Whittard agreed that bigger screens and full-size keyboards were more popular - and practical - with Australians. "You should feel you can do everything on your device," he said. "And people have become conditioned to having a bigger screen."

SPURring ahead

That said, ongoing technological advances should make smaller notebooks and even UMPCs more popular. Toshiba is researching technologies such as virtual keyboards, taking away the need for an actual physical keyboard but supplying a full-size interface for user comfort. This will be complemented by the SPURS engine, which will 'read' and respond to human gestures. Whittard said the keyboard was 2-3 years away.

Ultra WideBand (UWB) wireless technology will be integrated into notebook design even sooner.

Whittard said UWB would slake the resource thirst of applications such as video-over-wireless, making it more feasible to do such tasks on smaller laptops or UMPCs.

Meanwhile, the Tecra 14-inch laptop, at 2.2kg, is Toshiba's best seller, with just 5-7 per cent of its sales at the 12.1-inch and smaller end of the market.
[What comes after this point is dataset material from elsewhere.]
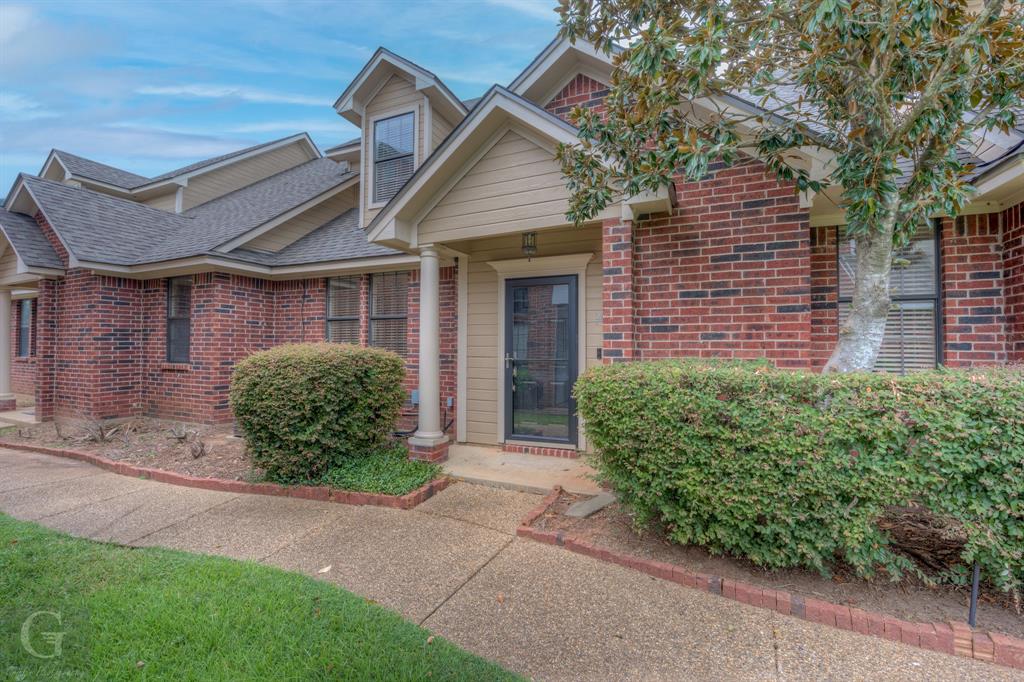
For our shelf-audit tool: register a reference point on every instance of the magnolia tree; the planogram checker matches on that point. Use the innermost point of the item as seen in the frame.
(885, 90)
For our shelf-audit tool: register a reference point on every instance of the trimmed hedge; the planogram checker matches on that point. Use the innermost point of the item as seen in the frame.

October saw another new take on the ultramobile concept, Asus' Eee PC.

Asus product manager, Emmanuele Silanesu, said the 7-inch, 907g Eee PC sold for just $499, a fraction of the price of most laptops. It didn't, however, offer truly comparable features or performance - although that might be no object for its stated target of students, children and travellers. It can also work as a thin client. The Eee PC comes with 802.11g and Linux as OS, although it can carry XP. It is based on an Intel CPU and chipset and has 512MB memory. It also offers just 2-8GB of solid state storage, which is smaller, lighter, slower and more robust than traditional hard drives. Maximum battery life with its four-cell battery is 3.5 hours.

"We're working on some vertical markets; the Eee PC is having a software package developed for it," Silanesu said. Business customers might find more value in Asus' expanding UMPC range, which will also target various verticals such as healthcare. Silanesu said the vendor's 7-inch R50A recently won a 2008 International CES Innovations design award. On top of the usual feature set, the R50A model offers GPS capabilities, a Web cam, 3-3.5G card, built-in TV tuner, tablet and notebook functionality.
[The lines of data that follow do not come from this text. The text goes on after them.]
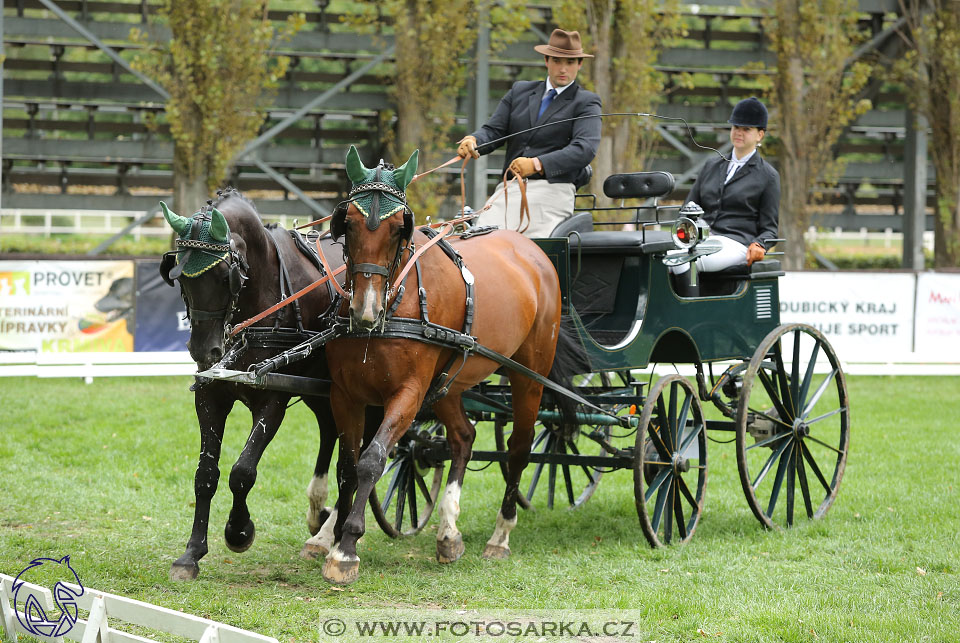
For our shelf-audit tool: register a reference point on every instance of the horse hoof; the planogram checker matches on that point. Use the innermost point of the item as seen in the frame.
(341, 572)
(313, 550)
(184, 572)
(496, 552)
(450, 550)
(240, 541)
Sales are reportedly promising. But even Asus concedes the R50A won't fill the hunger.

"We see them as an accessory rather than as a notebook replacement," he said. "I don't think UMPCs will become mainstream at this stage, although maybe in five years' time, when there may no longer be a problem with speed."

Asus research into smaller and lighter yet robust notebooks has produced a few oddities, such as last year's bamboo notebook. Silanesu said: "Bamboo can be used and fi nished in a number of different ways. Plus, it's easily regrown; there are no environmental issues. And it's light and tough."

Six or seven years ago, Silanesu noted, a Swedish manufacturer courted ridicule by producing a series of timber keyboards and mice, yet the concept has definite possibilities as a solution.

Asus has also introduced brushed aluminium - another light, durable material little used until now in laptops. Increased use of solid state media and backlit LED displays - as in Asus' U1 notebook and newer brothers, the U3 and U6 - was key to creating even lighter and smaller laptops in the near future, Silanesu said.